Country-specific insights for implementing achievable and efficient climate change policies
Countries worldwide have pledged to combat climate change and reduce greenhouse gas emissions, yet real concerns exist that targets will not be met and aspirations for the 2015 Paris agreement will fall short. A new CEPR eBook, with contributions from economists working in more than 18 countries, provides timely and concise recommendations on achievable and efficient climate change policies that can be fast-tracked for implementation. The research makes clear that there is no ‘one size fits all’ solution. Achievable objectives and ‘low-hanging fruit’ differ across countries, depending on political constraints, geography, natural-resource endowment, industrial structure, government institutions and more. Crucially, in order to guarantee that world climate goals are achieved, and that the world economy thus reaches net-zero emissions of greenhouse gases, effective and feasible policies must be implemented post haste.

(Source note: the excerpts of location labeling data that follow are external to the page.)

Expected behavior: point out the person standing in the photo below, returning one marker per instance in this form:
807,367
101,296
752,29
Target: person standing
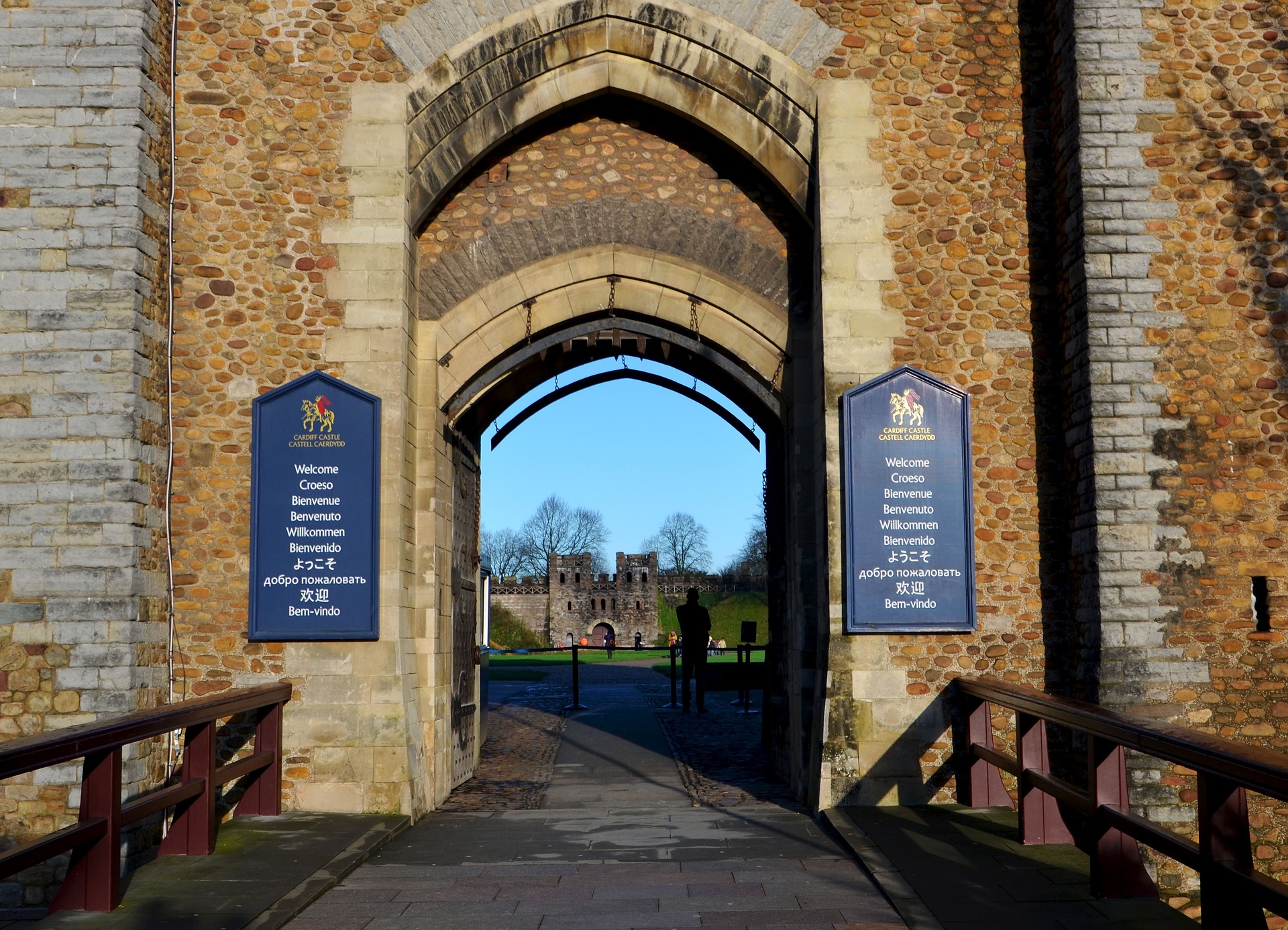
694,633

This CEPR eBook, edited by Francesco Caselli, Alexander Ludwig, and Rick van der Ploeg, offers contributions to each of the featured nations’ debates over which climate change policies should be fast tracked. The authors discuss which policies will have the fastest and/or largest cumulative impact, which strategies are the most technically or financially feasible, and which are least likely to hit political-economy obstacles to their implementation.
Caselli, Ludwig and van der Ploeg
“Two things are clear: the arsenal of policies that can be called upon to achieve net zero emissions is rich and varied, and any delay in implementing these will invariably lead to much higher costs.”
It is also evident from the research that policymakers can learn from established and successful policies already in existence in other countries, and several common themes emerge which authors suggest must be capitalised on. These include, reforming policies on carbon taxation and regulations on carbon emissions, rethinking policies on the price mechanism and the elimination of energy subsidies, the use of retraining programmes aimed at increasing the supply of ‘green’ skills, increases in public investment in green infrastructure, better information provision on the climate risk involved in respective technologies, and others. Chapters within the eBook can serve as useful case studies for other countries, allowing them to identify similar low-hanging fruit – particularly at a point when some countries are further behind in their fight against carbon emissions than others. The authors also highlight general climate policy priorities, transcending the country specific research which forms the focus of this book. These include mandating the phasing-out of all fossil fuel extraction, ending subsidies for fossil fuel or carbon-intensive economic activities, pricing carbon as uniformly as possible for each country and each sector to internalise the global warming externalities resulting from emissions, subsidising renewable energy production to internalise learning-by-doing externalities, tree planting, and climate-friendly agricultural innovation. Time is running out in the global fight against climate change. This eBook contributes towards the growing discourse with comprehensive analysis and detailed appraisals on a range of practical and cost-effective policy actions that governments can implement in the short- and long-term, in order to work towards attaining their respective climate objectives.